Group testing (GT) is the Boolean version of spare signal recovery and, due to its simplicity, a marketplace for ideas that can be brought to bear upon related problems, such as heavy hitters, compressed sensing, and multiple access channels. The definition of a "good" GT varies from one buyer to another, but it generally includes (i) usage of nonadaptive tests, (ii) limiting to $O(k \log n)$ tests, (iii) resiliency to test noise, (iv) $O(k \mathrm{poly}(\log n))$ decoding time, and (v) lack of mistakes. In this paper, we propose $Gacha~GT$. Gacha is an elementary and self-contained, versatile and unified scheme that, for the first time, satisfies all criteria for a fairly large region of parameters, namely when $\log k < \log(n)^{1-1/O(1)}$. Outside this parameter region, Gacha can be specialized to outperform the state-of-the-art partial-recovery GTs, exact-recovery GTs, and worst-case GTs. The new idea Gacha brings to the market is a redesigned Reed--Solomon code for probabilistic list-decoding at diminishing code rates over reasonably-large alphabets. Normally, list-decoding a vanilla Reed--Solomon code is equivalent to the nontrivial task of identifying the subsets of points that fit low-degree polynomials. In this paper, we explicitly tell the decoder which points belong to the same polynomial, thus reducing the complexity and enabling the improvement on GT.
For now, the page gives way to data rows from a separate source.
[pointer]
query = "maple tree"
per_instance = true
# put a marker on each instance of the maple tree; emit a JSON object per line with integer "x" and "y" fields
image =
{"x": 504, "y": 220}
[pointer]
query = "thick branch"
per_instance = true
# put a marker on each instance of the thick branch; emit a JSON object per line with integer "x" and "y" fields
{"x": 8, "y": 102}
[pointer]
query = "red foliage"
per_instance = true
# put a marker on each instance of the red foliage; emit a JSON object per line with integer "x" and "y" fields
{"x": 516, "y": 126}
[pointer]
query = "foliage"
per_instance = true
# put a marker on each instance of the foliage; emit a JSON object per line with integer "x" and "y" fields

翻译：群体检测（GT）是稀疏信号恢复的布尔版本，因其简洁性而成为解决重击者、压缩感知、多址接入等相关问题的思想集散地。“优秀”GT的定义因需求而异，但通常包含：（i）使用非自适应测试，（ii）限制在$O(k \log n)$次测试内，（iii）对测试噪声具有鲁棒性，（iv）$O(k \mathrm{poly}(\log n))$解码时间，以及（v）零错误。本文提出**Gacha GT**——一个基础且自包含、通用且统一的方案，首次在参数范围较大时（即$\log k < \log(n)^{1-1/O(1)}$）满足所有标准。在此参数范围外，Gacha可通过特化超越现有最先进的部分恢复GT、精确恢复GT和最坏情况GT。Gacha引入的新颖思想是重新设计的里德-所罗门码，用于在较大字母表上实现降速率下的概率列表解码。通常，标准里德-所罗门码的列表解码等价于识别匹配低次多项式的点集这一非平凡任务。本文通过明确告知解码器哪些点属于同一多项式，降低了复杂度，从而实现了GT性能的提升。